Away from the council of Chapter Masters, Bohemond was risking more, goading the Imperial Fist directly. Koorland refused to rise to the bait. ‘Then you think Terra is lost,’ he said calmly.

As Koorland expected, Bohemond did not answer directly. Instead he said, ‘Targets of greater opportunity present themselves to us, brother. We must strike now, and throw the orks into confusion. Should we kill three or four of their moons, they will be forced to deal with us. Strike at Terra, and we leave much of the Imperium to burn.’

‘And so Terra will be lost. What then of the Emperor?’

A strange look crossed the remains of Bohemond’s face. ‘The Emperor is eternal.’

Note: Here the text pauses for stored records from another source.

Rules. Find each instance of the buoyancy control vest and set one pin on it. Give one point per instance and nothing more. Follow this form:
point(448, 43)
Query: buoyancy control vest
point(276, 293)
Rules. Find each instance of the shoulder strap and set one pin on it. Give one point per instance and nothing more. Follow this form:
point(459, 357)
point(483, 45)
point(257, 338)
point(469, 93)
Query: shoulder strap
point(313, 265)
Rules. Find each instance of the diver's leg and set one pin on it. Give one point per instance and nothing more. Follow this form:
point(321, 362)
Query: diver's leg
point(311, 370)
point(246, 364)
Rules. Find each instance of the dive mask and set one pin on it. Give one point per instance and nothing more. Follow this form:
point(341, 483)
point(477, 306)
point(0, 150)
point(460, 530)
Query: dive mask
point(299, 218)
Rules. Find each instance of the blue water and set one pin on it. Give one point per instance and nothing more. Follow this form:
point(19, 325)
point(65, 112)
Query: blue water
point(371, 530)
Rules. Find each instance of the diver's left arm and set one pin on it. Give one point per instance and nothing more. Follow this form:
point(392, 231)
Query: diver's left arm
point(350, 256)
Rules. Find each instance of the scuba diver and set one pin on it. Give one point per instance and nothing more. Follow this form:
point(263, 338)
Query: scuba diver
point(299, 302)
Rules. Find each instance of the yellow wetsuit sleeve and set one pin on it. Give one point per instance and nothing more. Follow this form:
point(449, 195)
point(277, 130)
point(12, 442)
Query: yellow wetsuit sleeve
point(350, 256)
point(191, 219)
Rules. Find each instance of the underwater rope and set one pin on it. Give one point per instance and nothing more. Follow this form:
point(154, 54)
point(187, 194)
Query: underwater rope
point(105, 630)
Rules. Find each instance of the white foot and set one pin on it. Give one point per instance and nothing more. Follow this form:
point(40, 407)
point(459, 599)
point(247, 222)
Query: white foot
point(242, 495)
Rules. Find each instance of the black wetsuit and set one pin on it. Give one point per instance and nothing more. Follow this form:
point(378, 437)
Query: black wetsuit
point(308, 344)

‘At your waist, High Marshal, you carry the Sword of Sigismund.’ Koorland pointed at Bohemond’s great sword. ‘Within it is bound a fragment of Dorn’s own blade, broken in a rage when he failed to protect his lord. And yet you would willingly let the same happen again. Tell me, High Marshal, whose oaths are the more important to you? Those of your founder, who while a great warrior, the Emperor’s Champion, the first Templar, was still but a Space Marine? Are those of your primarch not of a higher order, forged as he was by the Emperor Himself, and set above the common run of humanity for its betterment? Do you deny your father in favour of his son? Will you honour your oaths?’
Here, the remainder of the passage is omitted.